My last boyfriend was 10 years my junior, and I thought it my job to spare him 10 years worth of mistakes by telling him what to do all the time. As you can imagine, he got tired of that and left me. Reflecting back, I learned that just like with your own teenagers, you have to let people have their own learning experiences—no matter your good intentions. Today I’m a lot less controlling as a result.
As we approach Valentine’s Day, we asked some locals to share their most important lessons learned from love lost, too.
Ivy Vanessa Yapelli was divorced with kids by her mid-20s, and looking to rebuild her nest. The new man was all the things her ex-husband wasn’t; kind, funny and social. He was also impulsive and financially irresponsible. He could “spend $400 treating a group of friends to a night out of clubbing the day before rent was due. I ignored this because he made me laugh and I loved how much he loved me.” The relationship ended tumultuously a year later. Said Ivy, “you can’t make someone be ready for something they’re just not ready for yet.” She took that understanding with her when searching for her current husband.

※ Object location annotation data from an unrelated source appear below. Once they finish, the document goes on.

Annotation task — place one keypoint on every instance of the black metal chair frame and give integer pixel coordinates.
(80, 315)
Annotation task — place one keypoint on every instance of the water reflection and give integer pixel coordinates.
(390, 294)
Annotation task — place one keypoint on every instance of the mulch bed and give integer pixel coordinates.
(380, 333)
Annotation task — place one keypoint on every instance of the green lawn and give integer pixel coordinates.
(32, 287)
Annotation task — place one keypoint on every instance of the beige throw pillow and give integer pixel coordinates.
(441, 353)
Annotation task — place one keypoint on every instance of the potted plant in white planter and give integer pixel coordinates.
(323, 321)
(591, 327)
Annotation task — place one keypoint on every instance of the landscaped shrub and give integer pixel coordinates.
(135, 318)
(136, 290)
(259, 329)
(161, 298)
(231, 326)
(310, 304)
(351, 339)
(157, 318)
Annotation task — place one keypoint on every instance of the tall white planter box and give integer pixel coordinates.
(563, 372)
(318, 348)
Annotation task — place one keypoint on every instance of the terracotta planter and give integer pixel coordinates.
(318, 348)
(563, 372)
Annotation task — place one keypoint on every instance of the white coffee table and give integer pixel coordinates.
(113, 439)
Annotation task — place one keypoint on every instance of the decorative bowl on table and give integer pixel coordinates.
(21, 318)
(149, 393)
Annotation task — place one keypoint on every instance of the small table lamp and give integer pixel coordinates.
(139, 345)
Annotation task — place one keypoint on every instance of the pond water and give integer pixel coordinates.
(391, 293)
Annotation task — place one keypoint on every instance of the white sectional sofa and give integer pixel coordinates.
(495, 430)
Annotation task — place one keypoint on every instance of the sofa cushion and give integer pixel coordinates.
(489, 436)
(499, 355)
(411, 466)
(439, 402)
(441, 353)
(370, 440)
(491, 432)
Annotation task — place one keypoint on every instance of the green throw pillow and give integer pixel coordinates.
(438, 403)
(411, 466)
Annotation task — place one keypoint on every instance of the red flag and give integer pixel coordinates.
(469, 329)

Nicaury Bello recalled a past relationship she described as “one of the best I’ve had.” This man was communicative and expressive. He thought it best to discuss problems immediately. She would retreat. “I was not used to talking about uncomfortable situations with my partner.” After they parted, Nicaury realized “isolating myself, closing myself off, does not lead anywhere.” She now finds herself more relaxed in a moment of conflict “and I can try to find a solution before it becomes a bigger problem.”
Paul Cameron dated a woman whose returned affection was inconsistent. “I was feeling insecure in the relationship, so I proposed to my lady to keep her.” Eighteen months later, he found being engaged did not manufacture the emotional surety he craved, and they broke it off. Instead of remembering the relationship as failed, “I learned that sometimes love can be seasonal. Everyone can’t do like my grandparents and be together for over 50 years. Sometimes...a few years is all that was meant to be.”
Dino Clay once dated a woman who said he was robotic about his emotions, and that it was uncomfortable for her to not know how he felt.
After they split, said Dino, “I tried looking at myself from what I perceived was her position and discovered that yeah, I was rather an emotional recluse.” Today Dino is consciously more transparent about what he’s feeling. He says he’s not afraid to “wear my emotions on my sleeve”—but in a manly way, of course.